Currently, only Alabama, Connecticut, and Massachusetts require helmets for all e-bike riders of every age and class. California, Georgia, Louisiana, Ohio, Tennessee, and Virginia, mandate helmets for all Class 3 e-bike riders, with Class 3 defined as bikes that are pedal-assist up to 28 mph. California also enacted a package including AB 1778 in 2024, which created a Marin County pilot program requiring all Class 2 riders to wear helmets and banning riders under 16 from Class 2 e-bikes. In New York, pending bill S2526 would require helmets for all e-bike and bicycle riders in larger cities, though the same bill has failed in prior years.
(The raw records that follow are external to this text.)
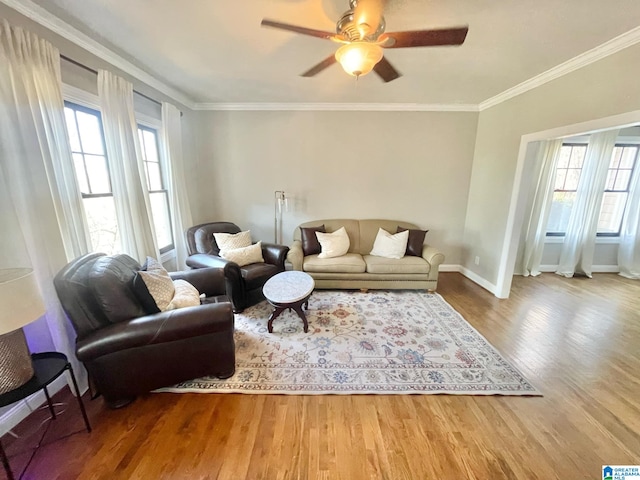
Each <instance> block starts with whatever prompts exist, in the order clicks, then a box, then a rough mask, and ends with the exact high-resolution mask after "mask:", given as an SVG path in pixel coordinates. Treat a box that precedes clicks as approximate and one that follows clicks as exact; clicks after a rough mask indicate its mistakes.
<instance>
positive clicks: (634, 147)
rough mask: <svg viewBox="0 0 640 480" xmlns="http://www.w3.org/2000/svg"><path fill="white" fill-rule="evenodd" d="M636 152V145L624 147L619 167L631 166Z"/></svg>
mask: <svg viewBox="0 0 640 480" xmlns="http://www.w3.org/2000/svg"><path fill="white" fill-rule="evenodd" d="M637 154H638V147H625V148H624V152H623V154H622V160H621V161H620V168H629V169H631V168H633V161H634V160H635V158H636V155H637Z"/></svg>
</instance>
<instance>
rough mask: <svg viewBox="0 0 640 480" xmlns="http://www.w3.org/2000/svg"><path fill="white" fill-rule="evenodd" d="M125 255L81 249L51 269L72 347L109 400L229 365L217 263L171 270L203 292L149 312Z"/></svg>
mask: <svg viewBox="0 0 640 480" xmlns="http://www.w3.org/2000/svg"><path fill="white" fill-rule="evenodd" d="M140 269H141V266H140V264H139V263H138V262H136V261H135V260H134V259H133V258H131V257H129V256H127V255H115V256H112V257H108V256H105V255H104V254H103V253H92V254H88V255H84V256H82V257H80V258H77V259H76V260H74V261H72V262H71V263H69V264H68V265H67V266H65V267H64V268H63V269H62V270H61V271H60V272H59V273H58V274H57V275H56V277H55V279H54V285H55V288H56V292H57V294H58V297H59V299H60V303H61V304H62V307H63V308H64V310H65V312H66V313H67V315H68V317H69V319H70V320H71V323H72V324H73V326H74V328H75V331H76V333H77V338H76V354H77V356H78V359H79V360H80V361H82V362H83V363H84V365H85V367H86V369H87V371H88V373H89V379H90V382H91V384H92V386H93V387H94V388H95V389H96V390H97V392H96V393H101V394H102V395H103V396H104V399H105V401H106V403H107V405H108V406H110V407H111V408H119V407H122V406H124V405H126V404H128V403H130V402H131V401H133V400H134V399H135V397H136V395H138V394H141V393H144V392H148V391H150V390H154V389H156V388H160V387H165V386H169V385H173V384H176V383H178V382H181V381H184V380H190V379H193V378H198V377H202V376H206V375H213V376H217V377H219V378H228V377H230V376H231V375H233V373H234V371H235V347H234V341H233V331H234V319H233V312H232V307H231V303H230V302H229V301H228V298H227V297H226V296H225V295H224V288H225V287H224V276H223V274H222V272H221V271H220V270H217V269H202V270H191V271H186V272H178V273H171V274H170V275H171V277H172V278H173V279H178V278H182V279H184V280H186V281H188V282H189V283H191V284H192V285H194V286H195V287H196V288H197V289H198V291H199V292H200V293H204V294H205V295H206V296H207V297H206V298H205V299H204V300H203V301H202V303H203V304H202V305H199V306H194V307H186V308H180V309H177V310H168V311H165V312H160V313H154V314H147V312H145V310H144V308H143V306H142V304H141V303H140V301H139V300H138V298H137V297H136V295H135V293H134V289H133V278H134V276H135V273H136V272H137V271H138V270H140Z"/></svg>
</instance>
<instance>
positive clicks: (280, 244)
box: [273, 190, 289, 245]
mask: <svg viewBox="0 0 640 480" xmlns="http://www.w3.org/2000/svg"><path fill="white" fill-rule="evenodd" d="M274 199H275V203H274V210H275V215H274V220H273V230H274V232H275V243H276V244H278V245H282V213H283V212H285V211H289V199H288V198H287V197H286V195H285V194H284V192H283V191H282V190H276V191H275V192H274Z"/></svg>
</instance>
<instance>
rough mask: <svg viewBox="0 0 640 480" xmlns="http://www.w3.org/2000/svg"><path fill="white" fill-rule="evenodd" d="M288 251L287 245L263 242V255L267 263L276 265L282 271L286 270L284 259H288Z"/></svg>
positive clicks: (262, 255)
mask: <svg viewBox="0 0 640 480" xmlns="http://www.w3.org/2000/svg"><path fill="white" fill-rule="evenodd" d="M288 251H289V247H287V246H286V245H277V244H275V243H264V242H262V256H263V257H264V261H265V263H268V264H270V265H275V266H276V267H278V271H280V272H284V261H285V260H286V259H287V252H288Z"/></svg>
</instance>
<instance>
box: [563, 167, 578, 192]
mask: <svg viewBox="0 0 640 480" xmlns="http://www.w3.org/2000/svg"><path fill="white" fill-rule="evenodd" d="M580 172H582V170H578V169H577V168H570V169H569V170H568V171H567V181H566V182H565V184H564V189H565V190H576V189H577V188H578V182H579V181H580Z"/></svg>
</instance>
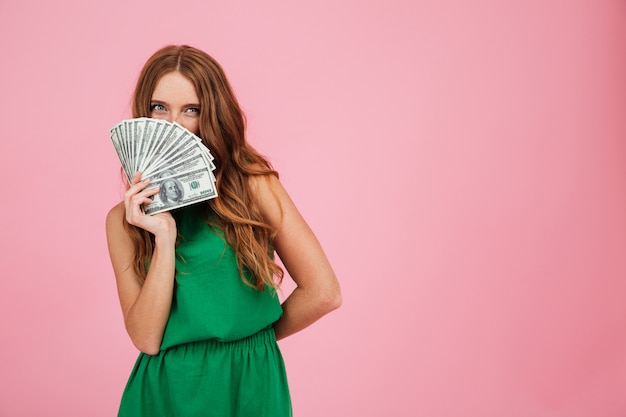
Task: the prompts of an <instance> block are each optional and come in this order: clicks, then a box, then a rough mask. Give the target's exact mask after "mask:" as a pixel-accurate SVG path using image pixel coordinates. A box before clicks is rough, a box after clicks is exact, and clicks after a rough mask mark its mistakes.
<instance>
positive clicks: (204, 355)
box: [118, 204, 291, 417]
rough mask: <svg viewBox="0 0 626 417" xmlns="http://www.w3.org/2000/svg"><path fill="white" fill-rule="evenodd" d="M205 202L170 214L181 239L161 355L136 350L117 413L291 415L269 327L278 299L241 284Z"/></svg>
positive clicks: (221, 236)
mask: <svg viewBox="0 0 626 417" xmlns="http://www.w3.org/2000/svg"><path fill="white" fill-rule="evenodd" d="M205 207H206V205H204V204H202V205H193V206H190V207H187V208H182V209H180V210H177V211H176V212H174V213H173V214H174V217H175V218H176V222H177V226H178V231H179V235H180V238H179V243H178V246H177V248H176V284H175V289H174V296H173V299H172V308H171V312H170V317H169V320H168V323H167V326H166V329H165V333H164V335H163V341H162V343H161V351H160V353H159V354H158V355H154V356H151V355H147V354H145V353H140V354H139V357H138V358H137V362H136V363H135V367H134V368H133V371H132V373H131V375H130V377H129V380H128V383H127V385H126V389H125V390H124V394H123V396H122V401H121V404H120V409H119V414H118V416H120V417H122V416H123V417H141V416H149V417H160V416H163V417H205V416H206V417H209V416H216V417H217V416H219V417H227V416H238V417H245V416H254V417H263V416H272V417H282V416H291V400H290V396H289V388H288V385H287V377H286V373H285V366H284V363H283V359H282V356H281V353H280V351H279V349H278V345H277V344H276V338H275V335H274V330H273V328H272V323H274V322H275V321H276V320H278V319H279V318H280V316H281V315H282V308H281V306H280V303H279V300H278V297H277V295H276V293H275V291H273V290H269V289H267V290H265V291H258V290H255V289H253V288H252V287H250V286H248V285H246V284H245V283H244V282H243V281H242V279H241V278H240V276H239V271H238V268H237V259H236V256H235V253H234V251H233V249H232V248H231V247H230V246H229V245H228V243H226V241H225V240H224V237H223V234H222V233H221V232H220V231H219V230H217V229H215V228H213V227H210V226H208V225H207V224H206V222H205V218H206V215H205V210H206V209H205Z"/></svg>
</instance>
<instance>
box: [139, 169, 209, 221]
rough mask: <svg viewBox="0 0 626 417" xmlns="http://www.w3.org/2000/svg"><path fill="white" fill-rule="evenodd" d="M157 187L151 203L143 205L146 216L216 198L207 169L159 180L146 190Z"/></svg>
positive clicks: (193, 171)
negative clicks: (157, 188) (153, 196)
mask: <svg viewBox="0 0 626 417" xmlns="http://www.w3.org/2000/svg"><path fill="white" fill-rule="evenodd" d="M154 187H159V188H160V190H159V192H158V194H156V195H155V196H154V197H153V200H152V203H150V204H146V205H144V206H143V207H142V208H143V211H144V213H146V214H156V213H161V212H163V211H168V210H172V209H175V208H179V207H184V206H188V205H190V204H194V203H198V202H200V201H205V200H209V199H211V198H215V197H217V190H216V189H215V184H214V182H213V177H212V172H211V171H210V170H209V169H208V168H207V167H202V168H201V169H198V170H194V171H190V172H186V173H184V174H179V175H172V176H169V177H164V178H159V179H157V180H155V181H154V182H152V183H151V184H150V185H149V186H148V188H154Z"/></svg>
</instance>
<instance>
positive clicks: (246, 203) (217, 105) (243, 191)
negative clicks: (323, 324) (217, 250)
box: [124, 45, 284, 290]
mask: <svg viewBox="0 0 626 417" xmlns="http://www.w3.org/2000/svg"><path fill="white" fill-rule="evenodd" d="M172 71H178V72H179V73H181V74H182V75H183V76H185V77H186V78H188V79H189V80H190V81H191V82H192V83H193V84H194V86H195V88H196V93H197V95H198V98H199V99H200V116H199V117H200V119H199V136H200V138H201V139H202V141H203V142H204V144H205V145H206V146H207V147H208V148H209V149H210V151H211V154H212V155H213V156H214V158H215V160H214V161H213V162H214V164H215V166H216V169H215V171H214V174H215V178H216V188H217V194H218V197H217V198H214V199H211V200H208V201H207V202H205V203H199V204H208V206H209V207H210V209H211V210H212V212H213V213H214V214H215V215H214V216H211V219H210V220H209V223H210V224H211V225H212V226H215V227H218V228H219V229H221V230H222V231H223V233H224V237H225V239H226V241H227V242H228V244H230V245H231V247H232V248H233V250H234V251H235V254H236V256H237V260H238V267H239V274H240V276H241V279H242V280H243V281H244V282H245V283H246V284H248V285H251V286H252V287H254V288H256V289H258V290H262V289H264V288H265V287H266V286H269V287H271V288H277V287H278V286H279V285H280V283H281V281H282V278H283V274H284V273H283V270H282V268H281V267H280V266H279V265H278V264H277V263H276V262H275V261H274V249H273V246H272V240H273V238H274V236H275V233H276V231H275V230H274V229H273V228H272V227H271V226H270V225H269V224H268V223H267V222H266V221H265V220H264V219H263V217H262V215H261V211H260V208H259V205H258V202H257V200H256V199H255V198H254V196H253V190H252V187H251V184H250V181H249V180H250V177H251V176H264V175H275V176H276V177H278V173H277V172H276V171H275V170H274V169H273V168H272V166H271V164H270V163H269V161H267V159H266V158H264V157H263V156H262V155H260V154H259V153H258V152H257V151H256V150H255V149H254V148H253V147H252V146H250V144H249V143H248V142H247V140H246V137H245V128H246V121H245V116H244V114H243V112H242V111H241V108H240V107H239V103H238V102H237V99H236V98H235V95H234V93H233V90H232V87H231V86H230V84H229V82H228V80H227V79H226V75H225V73H224V71H223V70H222V68H221V66H220V65H219V64H218V63H217V61H215V59H213V58H212V57H211V56H209V55H208V54H206V53H205V52H203V51H201V50H199V49H196V48H193V47H190V46H187V45H180V46H179V45H170V46H166V47H164V48H162V49H160V50H158V51H157V52H155V53H154V55H152V56H151V57H150V58H149V59H148V61H147V62H146V64H145V65H144V67H143V69H142V70H141V73H140V75H139V79H138V80H137V86H136V88H135V92H134V94H133V104H132V112H133V117H150V113H151V110H150V106H151V101H152V94H153V92H154V89H155V87H156V84H157V82H158V81H159V79H160V78H161V77H162V76H163V75H165V74H167V73H170V72H172ZM124 226H125V228H126V230H127V231H128V233H129V236H130V237H131V239H132V241H133V245H134V249H135V253H134V257H133V269H134V271H135V273H136V274H137V275H138V276H139V278H140V280H141V281H142V282H143V281H144V280H145V278H146V275H147V270H146V266H147V265H148V263H149V260H150V257H151V256H152V252H153V250H154V236H153V235H151V234H150V233H148V232H147V231H145V230H143V229H141V228H138V227H136V226H133V225H130V224H129V223H128V222H127V221H126V219H125V218H124ZM248 272H249V273H248Z"/></svg>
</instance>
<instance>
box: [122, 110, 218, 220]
mask: <svg viewBox="0 0 626 417" xmlns="http://www.w3.org/2000/svg"><path fill="white" fill-rule="evenodd" d="M110 137H111V142H112V143H113V147H114V149H115V152H116V154H117V156H118V158H119V160H120V163H121V165H122V169H123V170H124V173H125V175H126V178H127V179H128V182H129V183H130V181H131V179H132V178H133V177H134V176H135V175H136V174H137V173H141V176H142V179H150V185H149V188H152V187H159V188H160V191H159V193H158V194H156V195H155V196H154V197H153V201H152V203H150V204H146V205H144V206H143V207H142V208H143V210H144V212H145V213H146V214H156V213H161V212H163V211H167V210H172V209H174V208H178V207H183V206H187V205H190V204H194V203H197V202H200V201H205V200H208V199H211V198H215V197H217V189H216V187H215V174H214V173H213V171H214V170H215V164H214V163H213V160H214V157H213V155H211V152H210V150H209V149H208V148H207V147H206V146H205V145H204V143H203V142H202V139H200V138H199V137H198V136H197V135H195V134H193V133H192V132H190V131H189V130H187V129H185V128H184V127H183V126H181V125H179V124H178V123H175V122H174V123H171V122H168V121H166V120H158V119H151V118H146V117H143V118H135V119H128V120H123V121H121V122H119V123H118V124H116V125H115V126H113V127H112V128H111V130H110Z"/></svg>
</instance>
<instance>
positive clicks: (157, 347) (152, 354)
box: [133, 340, 161, 356]
mask: <svg viewBox="0 0 626 417" xmlns="http://www.w3.org/2000/svg"><path fill="white" fill-rule="evenodd" d="M133 344H134V345H135V347H136V348H137V349H139V350H140V351H141V352H143V353H145V354H146V355H150V356H154V355H158V354H159V352H161V346H159V345H158V344H156V343H140V342H135V341H134V340H133Z"/></svg>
New Jersey S4834/A6235 abolished the three-class system entirely and reclassified all e-bikes as “motorized bicycles” requiring licensing, registration, insurance, and mandatory helmets beginning in January 2026. However, as of now, no federal e-bike helmet law exists.

Yet e-bikes can also be part of traumatic brain injury recovery. The pedal-assist feature allows TBI survivors with limited stamina, balance issues, or motor challenges to engage in outdoor physical activity, which research links to improved cognitive function and mental health during rehabilitation.

Ultimately, the message is clear: e-bikes offer real benefits, but only when ridden safely.

Counterintuitive TBI Quality of Life Results in Eastern European Nations

Reported by Scientific Reports, on nature.com, and published by the NIH on November 25, 2025, a new study sheds light on the burden of traumatic brain injury in three post-Soviet nations – Armenia, Georgia, and Moldova. This “first of its kind research” reveals that injury severity alone failed to predict patient recovery, challenging conventional clinical assumptions.

The study, led by Diana Dulf and colleagues from Babes-Bolyai University (Romania) in collaboration with universities in all three countries, analyzed 386 adult TBI patients admitted to major trauma hospitals between March and September 2019.  Of these patients, falls accounted for 51% of injuries while road traffic incidents caused nearly 30% of their brain injuries. The study’s most striking discovery was a negative correlation between injury severity and reported quality of life (r = −0.29, p < 0.001). Patients with mild TBI did not consistently report higher quality of life than those with more severe injuries

What makes this research particularly significant is its focus on low and middle-income countries, where TBI occurs more frequently yet receives far less attention than in wealthier nations. Quality of life scores varied notably by country, with Moldova and Armenia showing higher outcomes compared to Georgia. The “disability paradox” that was found suggests that local healthcare systems and rehabilitation support may play a significant and crucial role in recovery and challenges conventional assumptions about recovery trajectories. Age, country of residence, and having additional injuries alongside the brain trauma proved to be stronger predictors of reduced quality of life than injury severity alone.